Modernleşmenin kasvetli havasını hafifletmek, kırsaldan göçenlerin değerler sistemine ağır tahribatlar vermeden kentsel koşullara uyumunu sağlamak üzere inşa edilmiş bu dayanışma ağları, bir aracı kurum izlenimi vermekte ve benzer süreçlerin yaşandığı ülkelerde de bazı nüans farklılıklarıyla birlikte benzer fonksiyonlar görmektedir. Şanlıurfa’daki aile ve aşiret dernekleri de yukarıda bahsedilen değişim ve gelişimlere bağlı olarak benzer süreçler sonunda, birtakım önemli işlevleri yerine getirmek üzere oluşmaktadır. Son yıllarda GAP projesinin tarım ve sosyal yaşam üzerine etkileri, teşvik yasalarıyla gelişen ekonomik faaliyetlerdeki canlanma, kentleşme, gelişen sağlık ve ulaşım imkanları, artan okuryazarlık, kitle iletişiminin yaygınlaşması ile bilgiye erişimdeki kolaylık ve buna bağlı olarak artan bilinçlenme, sosyal ve siyasal katılıma toplumun büyük kesimlerince ilgi duyulması ve örgütlenmeyi kolaylaştırıcı yasal düzenlemeler, SODES ve AB projeleriyle yerel STK'ların maddi olarak desteklenmesi ve buna bağlı olarak toplumun değişik gruplarının sosyal hayata katılımının güçlendirilmesi gibi daha birçok neden Şanlıurfa’da belirli düzeyde modernleşme eğilimlerini arttırmıştır. Bu değişim süreci içerisinde kentte zuhur eden, kan ve soy bağı üzerinden dayanışma merkezli kurulan aile ve aşiret dernekleri, sivil toplum aracılığıyla modernleşmenin açtığı alanlarda varlık göstermeye çalışmaktadır.

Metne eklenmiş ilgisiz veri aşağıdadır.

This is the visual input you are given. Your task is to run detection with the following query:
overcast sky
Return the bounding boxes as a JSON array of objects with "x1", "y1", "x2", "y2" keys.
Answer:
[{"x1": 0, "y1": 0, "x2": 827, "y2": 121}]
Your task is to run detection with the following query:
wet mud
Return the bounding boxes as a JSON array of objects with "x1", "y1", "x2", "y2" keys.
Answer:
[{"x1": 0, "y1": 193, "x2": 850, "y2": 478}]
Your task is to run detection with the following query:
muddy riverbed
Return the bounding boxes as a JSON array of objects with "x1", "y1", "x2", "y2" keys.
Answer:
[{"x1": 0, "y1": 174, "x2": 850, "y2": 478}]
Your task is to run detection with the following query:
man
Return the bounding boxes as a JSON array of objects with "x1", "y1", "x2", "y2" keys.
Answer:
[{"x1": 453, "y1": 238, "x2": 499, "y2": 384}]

Dernekler kanunuyla sağlanan kolaylıklar ve artan sosyal katılım, Türkiye genelinde olduğu gibi Şanlıurfa özelinde de sivil toplum alanında örgütlenmeye ve dernek kurmaya önemli bir katkı sunarak sosyal grupların kamusal alanda yer almasına vesile olmuştur. Nitekim araştırmamıza konu olan 14 aile ve aşiret derneğinden 12’si, Türkiye’de görece demokratikleşme ve sivilleşmenin sağlandığı 2007 ile 2012 yılları arasında kurulmuştur. Söz konusu tarihlerde Türkiye genelinde 2007’de 77.849 dernek mevcutken, 2012 Aralık ayında bu sayı 93.480 seviyesine çıkmıştır.40 Aile ve aşiretlerin söz konusu değişim sürecinde sivil toplum kuruluşlarını kullanarak ne tür bir modernleşme profili oluşturdukları, bu modernleşme biçiminin Klasik Modernleşme veya Çoklu Modernleşme kategorilerinden hangisine girdiği ilgili başlıklarda değerlendirilmektedir.